Growth and Proliferation Assay

Method for Assessing Cell Proliferation in GBM Cells in the Presence of OUB

[0358] Human glioblastoma U87 and U251 cells were obtained from the American Type Culture Collection (ATCC, Manassas, Va.) and were maintained in a humidified atmosphere containing 5% carbon dioxide at 37° C. U87 and U251 cells were routinely cultured in Dulbecco modified Eagle medium supplemented with 10% heat-inactivated fetal bovine serum (HyClone Laboratories, Inc., Logan, Utah), penicillin (10 IU/ml, Invitrogen/Thermo Fisher Scientific, Carlsbad, Calif.), and streptomycin (10 μg/ml, Invitrogen/Thermo Fisher Scientific).

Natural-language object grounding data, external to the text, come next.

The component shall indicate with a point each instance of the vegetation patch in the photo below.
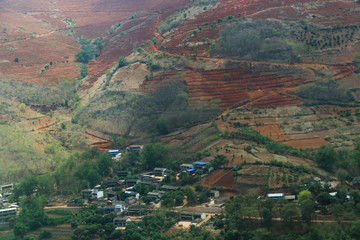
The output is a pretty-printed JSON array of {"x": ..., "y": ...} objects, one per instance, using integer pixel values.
[{"x": 259, "y": 40}]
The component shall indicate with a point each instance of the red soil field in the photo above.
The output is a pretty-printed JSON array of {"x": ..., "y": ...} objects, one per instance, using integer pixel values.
[
  {"x": 235, "y": 85},
  {"x": 36, "y": 34},
  {"x": 219, "y": 178}
]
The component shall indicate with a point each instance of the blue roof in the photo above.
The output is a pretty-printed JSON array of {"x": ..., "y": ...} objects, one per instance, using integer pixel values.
[
  {"x": 191, "y": 170},
  {"x": 113, "y": 151},
  {"x": 275, "y": 195},
  {"x": 200, "y": 163}
]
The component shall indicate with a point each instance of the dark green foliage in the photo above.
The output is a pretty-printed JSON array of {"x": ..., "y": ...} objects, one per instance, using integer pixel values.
[
  {"x": 31, "y": 216},
  {"x": 260, "y": 40},
  {"x": 86, "y": 54},
  {"x": 162, "y": 126},
  {"x": 307, "y": 211},
  {"x": 325, "y": 198},
  {"x": 122, "y": 62},
  {"x": 288, "y": 213},
  {"x": 267, "y": 218},
  {"x": 186, "y": 179},
  {"x": 329, "y": 91},
  {"x": 45, "y": 234},
  {"x": 83, "y": 71},
  {"x": 172, "y": 199}
]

[0359] U87 and U251 cells (8×10.sup.3) were plated in 96-well plates. After incubating for 24 hr, cells were treated with various concentrations of oleanoic acid (2.85-45.67 μg/ml), betulinic acid (1.42-45.67 μg/ml), ursolic acid (1.42-45.67 μg/ml), and combination of oleanoic acid, betulinic acid and ursolic acid (10:1:1, 3.13-100 μg/ml). After an additional 72 hr of incubation, inhibition of cellular proliferation was assessed by MTT assay. Absorbance was read at a wavelength of 570 nm and a reference wavelength of 650 nm using a VMax Microplate Reader (Molecular Devices, Inc., Sunnyvale, Calif.).

[0360] As used herein, the term “about” or “approximately” are taken to mean ±10%, ±5%, ±2.5% or ±1% of a specified valued. For example, “about 20%” is taken to mean 20±2%, 20±1%, 20±0.5%, or 20±0.2%. As used herein, the term “substantially” is taken to mean “to a large degree” or “at least a majority of” or “more than 50% of”.

[0361] The above is a detailed description of particular embodiments of the invention. It will be appreciated that, although specific embodiments of the invention have been described herein for purposes of illustration, various modifications may be made without departing from the spirit and scope of the invention. Accordingly, the invention is not limited except as by the appended claims. All of the embodiments disclosed and claimed herein can be made and executed without undue experimentation in light of the present disclosure.